Hope this isn’t a repeated submission. Funny how they’re trying to deflect blame after they tried to change the EULA post breach.
Hope this isn’t a repeated submission. Funny how they’re trying to deflect blame after they tried to change the EULA post breach.
Tell me you didn’t read the article without telling me.
If 14,000 users who didn’t change a password on a single use website they probably only ever logged into twice gives you 6.9 million user’s personal info, that’s the company’s fault.
You didn’t read it either. They gained access to shared information between the accounts because both accounts had enabled “share my info with my relatives” option.
Logging into someones Facebook and seeing their friends and all the stuff they posted as “friends only” and their private DM discussions isn’t a hack or a vulnerability, it’s how the website works.
It doesn’t matter. It is a known attack and the company should have implemented measures against it.

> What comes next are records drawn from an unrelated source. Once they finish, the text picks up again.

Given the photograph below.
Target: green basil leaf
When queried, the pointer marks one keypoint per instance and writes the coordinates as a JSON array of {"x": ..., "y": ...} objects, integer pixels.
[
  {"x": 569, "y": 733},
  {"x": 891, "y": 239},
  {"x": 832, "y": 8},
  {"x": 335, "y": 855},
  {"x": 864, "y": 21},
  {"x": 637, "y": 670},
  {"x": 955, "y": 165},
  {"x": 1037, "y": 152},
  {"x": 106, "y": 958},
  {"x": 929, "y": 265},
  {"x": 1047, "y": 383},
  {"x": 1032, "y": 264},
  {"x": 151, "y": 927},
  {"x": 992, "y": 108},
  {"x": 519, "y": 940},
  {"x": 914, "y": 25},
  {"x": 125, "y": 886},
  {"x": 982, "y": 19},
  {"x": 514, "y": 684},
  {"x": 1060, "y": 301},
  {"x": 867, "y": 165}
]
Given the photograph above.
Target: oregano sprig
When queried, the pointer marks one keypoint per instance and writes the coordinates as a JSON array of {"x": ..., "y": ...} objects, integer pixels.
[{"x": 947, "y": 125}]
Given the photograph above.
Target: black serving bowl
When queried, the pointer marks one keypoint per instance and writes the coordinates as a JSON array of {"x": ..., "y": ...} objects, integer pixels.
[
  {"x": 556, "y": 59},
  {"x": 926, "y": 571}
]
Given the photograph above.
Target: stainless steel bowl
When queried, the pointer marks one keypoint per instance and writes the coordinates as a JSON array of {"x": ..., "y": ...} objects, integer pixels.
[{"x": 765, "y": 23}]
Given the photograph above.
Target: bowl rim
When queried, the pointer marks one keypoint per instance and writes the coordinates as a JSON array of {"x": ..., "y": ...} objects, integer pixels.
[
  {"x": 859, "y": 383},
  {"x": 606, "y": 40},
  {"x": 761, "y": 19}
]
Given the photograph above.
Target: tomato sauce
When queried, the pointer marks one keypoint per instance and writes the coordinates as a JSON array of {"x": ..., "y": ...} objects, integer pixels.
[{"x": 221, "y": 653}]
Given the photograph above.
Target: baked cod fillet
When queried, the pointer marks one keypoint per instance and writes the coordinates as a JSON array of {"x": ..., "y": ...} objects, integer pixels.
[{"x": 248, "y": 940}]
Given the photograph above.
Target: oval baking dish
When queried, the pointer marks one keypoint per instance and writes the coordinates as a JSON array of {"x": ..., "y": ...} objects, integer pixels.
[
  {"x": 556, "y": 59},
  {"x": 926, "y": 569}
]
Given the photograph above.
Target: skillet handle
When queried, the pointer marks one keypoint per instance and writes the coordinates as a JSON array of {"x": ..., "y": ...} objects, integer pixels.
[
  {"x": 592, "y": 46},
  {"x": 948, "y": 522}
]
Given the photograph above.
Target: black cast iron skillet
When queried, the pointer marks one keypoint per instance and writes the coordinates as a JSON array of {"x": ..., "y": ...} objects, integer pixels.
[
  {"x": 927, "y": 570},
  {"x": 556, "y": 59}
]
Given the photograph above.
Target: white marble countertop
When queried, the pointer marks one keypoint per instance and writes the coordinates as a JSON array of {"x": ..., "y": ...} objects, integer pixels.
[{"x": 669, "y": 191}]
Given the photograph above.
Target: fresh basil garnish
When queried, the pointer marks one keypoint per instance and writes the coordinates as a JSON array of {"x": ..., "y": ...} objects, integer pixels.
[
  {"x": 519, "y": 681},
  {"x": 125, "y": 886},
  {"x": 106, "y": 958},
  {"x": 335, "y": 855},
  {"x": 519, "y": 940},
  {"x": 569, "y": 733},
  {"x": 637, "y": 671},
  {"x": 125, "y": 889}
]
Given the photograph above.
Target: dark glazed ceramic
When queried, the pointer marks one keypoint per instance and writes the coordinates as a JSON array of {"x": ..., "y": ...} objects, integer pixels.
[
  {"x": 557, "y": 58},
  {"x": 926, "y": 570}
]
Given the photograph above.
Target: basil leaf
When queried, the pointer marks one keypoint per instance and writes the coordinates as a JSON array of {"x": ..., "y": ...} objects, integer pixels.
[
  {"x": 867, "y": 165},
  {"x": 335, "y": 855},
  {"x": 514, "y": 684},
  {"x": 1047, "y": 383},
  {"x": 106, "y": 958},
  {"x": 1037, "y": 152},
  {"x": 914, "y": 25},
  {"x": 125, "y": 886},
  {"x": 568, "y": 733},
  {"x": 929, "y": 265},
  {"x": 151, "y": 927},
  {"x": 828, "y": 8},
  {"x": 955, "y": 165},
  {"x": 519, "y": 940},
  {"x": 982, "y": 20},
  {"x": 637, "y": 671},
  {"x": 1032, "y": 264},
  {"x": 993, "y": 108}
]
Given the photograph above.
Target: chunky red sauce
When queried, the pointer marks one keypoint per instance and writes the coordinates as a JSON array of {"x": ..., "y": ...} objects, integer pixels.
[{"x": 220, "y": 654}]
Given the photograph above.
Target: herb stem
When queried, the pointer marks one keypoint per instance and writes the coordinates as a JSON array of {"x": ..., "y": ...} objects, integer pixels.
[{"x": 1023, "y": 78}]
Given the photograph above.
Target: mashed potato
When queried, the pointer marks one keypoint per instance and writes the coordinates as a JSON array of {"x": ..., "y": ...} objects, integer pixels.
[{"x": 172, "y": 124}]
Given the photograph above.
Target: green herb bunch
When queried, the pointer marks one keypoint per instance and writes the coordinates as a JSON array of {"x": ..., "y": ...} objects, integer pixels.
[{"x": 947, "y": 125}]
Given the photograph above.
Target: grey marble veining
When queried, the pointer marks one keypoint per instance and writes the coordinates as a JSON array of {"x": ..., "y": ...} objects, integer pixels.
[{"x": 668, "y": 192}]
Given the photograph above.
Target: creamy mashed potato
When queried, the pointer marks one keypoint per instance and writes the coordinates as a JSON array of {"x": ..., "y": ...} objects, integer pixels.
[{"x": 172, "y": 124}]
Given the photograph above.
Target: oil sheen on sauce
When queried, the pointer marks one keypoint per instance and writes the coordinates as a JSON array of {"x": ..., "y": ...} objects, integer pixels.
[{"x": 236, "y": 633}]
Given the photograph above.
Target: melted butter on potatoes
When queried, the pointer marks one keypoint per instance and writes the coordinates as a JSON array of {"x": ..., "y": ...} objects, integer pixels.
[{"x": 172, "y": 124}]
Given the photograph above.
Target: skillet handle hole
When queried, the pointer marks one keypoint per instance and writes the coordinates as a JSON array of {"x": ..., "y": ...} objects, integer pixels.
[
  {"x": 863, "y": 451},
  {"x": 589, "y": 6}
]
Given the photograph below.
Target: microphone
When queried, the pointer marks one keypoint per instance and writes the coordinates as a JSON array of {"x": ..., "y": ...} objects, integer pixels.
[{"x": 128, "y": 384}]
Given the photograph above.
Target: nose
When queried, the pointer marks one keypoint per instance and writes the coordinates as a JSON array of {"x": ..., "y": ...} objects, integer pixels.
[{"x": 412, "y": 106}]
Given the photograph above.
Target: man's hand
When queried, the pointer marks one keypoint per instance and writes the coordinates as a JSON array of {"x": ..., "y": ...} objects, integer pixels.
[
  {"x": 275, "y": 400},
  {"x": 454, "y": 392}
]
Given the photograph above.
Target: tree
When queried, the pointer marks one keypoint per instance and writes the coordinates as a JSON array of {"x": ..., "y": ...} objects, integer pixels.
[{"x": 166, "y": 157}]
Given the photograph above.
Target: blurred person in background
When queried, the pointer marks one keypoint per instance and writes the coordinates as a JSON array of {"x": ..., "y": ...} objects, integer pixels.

At the very least, they should have made a threat modeling exercise and concluded that with this sharing feature, the compromise of a single account can lead to compromise of data for other users. One possible conclusion is that users who shared data should be forced to have 2fa.
It doesn’t matter. It is a known attack and the company should have implemented measures against it.
At the very least, they should have made a threat modeling exercise and concluded that with this sharing feature, the compromise of a single account can lead to compromise of data for other users. One possible conclusion is that users who shared data should be forced to have 2fa.
Laughing a feature that lets an inevitable attack access 500 other people’s info for every comprimised account is a glaring security failure.
Accounting for foreseeable risks to users’ data is the company’s responsibility and they launched a feature that made a massive breach inevitable. It’s not the users’ fault for opting in to a feature that obviously should never have been launched.